3.7 Distribution Across Subgroups
Suppose we wanted to investigate whether birthweight differed by the gender of the baby. One clear place to start is to look at variable summaries by group. There are a couple of ways to do this in R. The easiest way to do this in R is using the describeBy() function from the psych package.
Recall that the magrittr packages offers some alternative pipes. Here we use the %$% pipe. This pipe takes what is on the left and affixes it to the left of the arguments on the right, separated by a dollar sign. It is useful for streamlining code - we only have to type the dataset once and it is immediately clear which dataset we are working with. This code will normally use the %$% pipe where it enhances clarity.

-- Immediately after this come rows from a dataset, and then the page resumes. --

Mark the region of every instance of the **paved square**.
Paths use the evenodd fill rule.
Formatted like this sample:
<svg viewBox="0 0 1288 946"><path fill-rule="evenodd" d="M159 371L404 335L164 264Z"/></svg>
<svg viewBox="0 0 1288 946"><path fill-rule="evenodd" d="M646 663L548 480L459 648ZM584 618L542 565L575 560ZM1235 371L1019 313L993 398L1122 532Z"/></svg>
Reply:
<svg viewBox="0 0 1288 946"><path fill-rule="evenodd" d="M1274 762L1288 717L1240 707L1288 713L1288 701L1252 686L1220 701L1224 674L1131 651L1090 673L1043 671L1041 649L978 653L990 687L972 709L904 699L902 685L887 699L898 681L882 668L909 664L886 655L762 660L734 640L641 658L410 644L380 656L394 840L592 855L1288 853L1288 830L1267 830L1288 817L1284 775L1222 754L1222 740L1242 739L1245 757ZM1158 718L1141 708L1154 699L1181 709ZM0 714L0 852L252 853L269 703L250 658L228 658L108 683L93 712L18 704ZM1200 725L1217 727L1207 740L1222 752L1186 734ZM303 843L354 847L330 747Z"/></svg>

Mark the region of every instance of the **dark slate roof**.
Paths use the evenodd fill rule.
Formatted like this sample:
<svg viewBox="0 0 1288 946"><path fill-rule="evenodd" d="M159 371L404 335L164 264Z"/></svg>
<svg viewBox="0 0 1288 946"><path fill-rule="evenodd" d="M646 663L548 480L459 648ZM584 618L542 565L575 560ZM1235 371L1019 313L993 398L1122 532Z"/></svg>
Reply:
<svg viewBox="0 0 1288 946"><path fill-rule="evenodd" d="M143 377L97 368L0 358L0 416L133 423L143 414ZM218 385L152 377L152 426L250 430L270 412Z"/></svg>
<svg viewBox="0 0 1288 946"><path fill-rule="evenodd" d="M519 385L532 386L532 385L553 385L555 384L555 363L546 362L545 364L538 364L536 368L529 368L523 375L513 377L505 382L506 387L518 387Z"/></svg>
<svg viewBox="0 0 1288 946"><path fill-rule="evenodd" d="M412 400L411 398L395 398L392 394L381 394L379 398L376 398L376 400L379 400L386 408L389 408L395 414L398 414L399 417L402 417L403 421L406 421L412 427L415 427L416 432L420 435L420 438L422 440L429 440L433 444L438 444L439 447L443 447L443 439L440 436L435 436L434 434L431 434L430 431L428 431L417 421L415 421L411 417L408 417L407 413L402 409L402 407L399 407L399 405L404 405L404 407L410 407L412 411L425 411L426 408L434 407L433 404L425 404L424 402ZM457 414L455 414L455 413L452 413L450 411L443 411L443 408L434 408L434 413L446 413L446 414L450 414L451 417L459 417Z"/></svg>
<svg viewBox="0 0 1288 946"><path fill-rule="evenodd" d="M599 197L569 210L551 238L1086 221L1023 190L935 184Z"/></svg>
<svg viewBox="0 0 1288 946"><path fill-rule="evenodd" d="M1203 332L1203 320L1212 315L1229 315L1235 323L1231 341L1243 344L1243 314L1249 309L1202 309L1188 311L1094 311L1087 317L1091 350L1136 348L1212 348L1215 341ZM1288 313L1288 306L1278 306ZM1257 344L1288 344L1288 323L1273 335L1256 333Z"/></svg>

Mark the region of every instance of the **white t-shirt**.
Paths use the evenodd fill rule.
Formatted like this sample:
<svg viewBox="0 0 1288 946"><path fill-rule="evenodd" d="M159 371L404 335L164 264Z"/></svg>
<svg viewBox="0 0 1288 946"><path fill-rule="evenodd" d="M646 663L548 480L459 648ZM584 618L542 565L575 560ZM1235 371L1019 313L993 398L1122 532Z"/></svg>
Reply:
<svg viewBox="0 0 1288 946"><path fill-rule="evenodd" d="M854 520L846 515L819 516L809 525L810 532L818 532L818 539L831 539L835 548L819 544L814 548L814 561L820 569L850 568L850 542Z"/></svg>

#--- Examine birthweight by gender
bab9 %$% describeBy(bweight, sex)
##
## Descriptive statistics by group
## group: male
## vars n mean sd median trimmed mad min max range skew kurtosis se
## X1 1 326 3211 666 3290 3256 526 700 4650 3950 -0.88 1.59 36.9
## --------------------------------------------------------
## group: female
## vars n mean sd median trimmed mad min max range skew kurtosis se
## X1 1 315 3044 629 3120 3108 445 630 4416 3786 -1.15 2.04 35.4
#--- Same code, no pipe
#describeBy(bab9$bweight, bab9$sex)
Exercise 9.1: Descriptively, do the means and standard deviations differ by gender?
Recall that if working in the provided R Notebooks, you can write the answer to this question in the blank space directly beneath the code chunk relevant for answering it.